Barrio of San Sebastián, Puerto Rico

Guacio is a barrio in the municipality of San Sebastián, Puerto Rico. Its population in 2010 was 640.

==History==
Guacio was in Spain's gazetteers until Puerto Rico was ceded by Spain in the aftermath of the Spanish–American War under the terms of the Treaty of Paris of 1898 and became an unincorporated territory of the United States. In 1899, the United States Department of War conducted a census of Puerto Rico finding that the population of Guacio barrio was 562.

Historical population
| Census | Pop. | Note | %± |
| 1900 | 562 |  | — |
| 1910 | 616 |  | 9.6% |
| 1920 | 628 |  | 1.9% |
| 1930 | 586 |  | −6.7% |
| 1940 | 664 |  | 13.3% |
| 1950 | 834 |  | 25.6% |
| 1960 | 770 |  | −7.7% |
| 1970 | 534 |  | −30.6% |
| 1980 | 520 |  | −2.6% |
| 1990 | 605 |  | 16.3% |
| 2000 | 733 |  | 21.2% |
| 2010 | 640 |  | −12.7% |
U.S. Decennial Census 1899 (shown as 1900) 1910-1930 1930-1950 1980-2000 2010

==Sectors==
Barrios (which are, in contemporary times, roughly comparable to minor civil divisions) in turn are further subdivided into smaller local populated place areas/units called sectores (sectors in English).

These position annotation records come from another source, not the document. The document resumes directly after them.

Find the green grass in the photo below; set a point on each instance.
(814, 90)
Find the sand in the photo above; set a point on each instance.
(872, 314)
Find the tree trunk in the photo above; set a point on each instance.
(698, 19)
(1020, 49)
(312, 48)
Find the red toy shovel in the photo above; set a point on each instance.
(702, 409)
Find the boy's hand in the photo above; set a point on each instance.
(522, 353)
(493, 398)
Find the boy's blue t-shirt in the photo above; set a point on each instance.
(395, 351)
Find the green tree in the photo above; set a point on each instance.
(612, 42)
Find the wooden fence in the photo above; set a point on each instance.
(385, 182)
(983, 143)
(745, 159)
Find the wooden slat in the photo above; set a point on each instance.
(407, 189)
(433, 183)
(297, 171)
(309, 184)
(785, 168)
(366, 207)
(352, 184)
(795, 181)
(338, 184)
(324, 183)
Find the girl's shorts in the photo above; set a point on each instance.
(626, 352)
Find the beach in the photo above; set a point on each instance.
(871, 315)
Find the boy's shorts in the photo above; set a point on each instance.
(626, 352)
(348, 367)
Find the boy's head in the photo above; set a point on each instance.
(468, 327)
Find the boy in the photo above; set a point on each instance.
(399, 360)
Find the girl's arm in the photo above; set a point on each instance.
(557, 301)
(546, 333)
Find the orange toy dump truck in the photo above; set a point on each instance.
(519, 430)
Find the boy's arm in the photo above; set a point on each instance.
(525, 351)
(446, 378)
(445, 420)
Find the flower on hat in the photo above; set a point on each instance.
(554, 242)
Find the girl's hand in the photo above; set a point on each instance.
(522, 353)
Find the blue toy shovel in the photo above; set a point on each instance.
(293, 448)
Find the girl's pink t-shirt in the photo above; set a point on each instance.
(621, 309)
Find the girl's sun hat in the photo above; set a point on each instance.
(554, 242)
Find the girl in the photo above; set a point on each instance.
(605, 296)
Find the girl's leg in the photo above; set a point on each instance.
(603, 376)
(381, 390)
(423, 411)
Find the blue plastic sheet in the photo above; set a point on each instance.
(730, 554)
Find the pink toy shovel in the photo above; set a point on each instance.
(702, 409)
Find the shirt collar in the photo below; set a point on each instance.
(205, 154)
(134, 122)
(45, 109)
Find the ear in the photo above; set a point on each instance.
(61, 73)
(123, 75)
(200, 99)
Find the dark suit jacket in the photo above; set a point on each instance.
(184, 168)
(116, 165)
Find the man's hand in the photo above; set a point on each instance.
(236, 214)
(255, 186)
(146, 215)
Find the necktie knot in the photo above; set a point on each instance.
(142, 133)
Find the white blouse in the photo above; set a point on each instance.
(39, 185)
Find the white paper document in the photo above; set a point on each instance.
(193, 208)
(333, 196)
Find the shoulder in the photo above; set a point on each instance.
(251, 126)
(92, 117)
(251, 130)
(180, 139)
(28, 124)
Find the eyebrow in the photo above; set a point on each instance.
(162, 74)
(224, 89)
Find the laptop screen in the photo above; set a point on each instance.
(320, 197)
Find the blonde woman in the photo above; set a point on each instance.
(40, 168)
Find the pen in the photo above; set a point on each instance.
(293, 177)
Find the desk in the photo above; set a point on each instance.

The types of sectores may vary, from normally sector to urbanización to reparto to barriada to residencial, among others.

The following sectors are in Guacio barrio:

Carretera 119, Carretera 424, Carretera 433, Parcelas El Guacio, Parcelas Marco Antonio, Sector Boquerón, Sector Campamento Boys Scouts, Sector Domenech, Sector Inglés, Sector Lulo Rivera, and Sector Tosquero.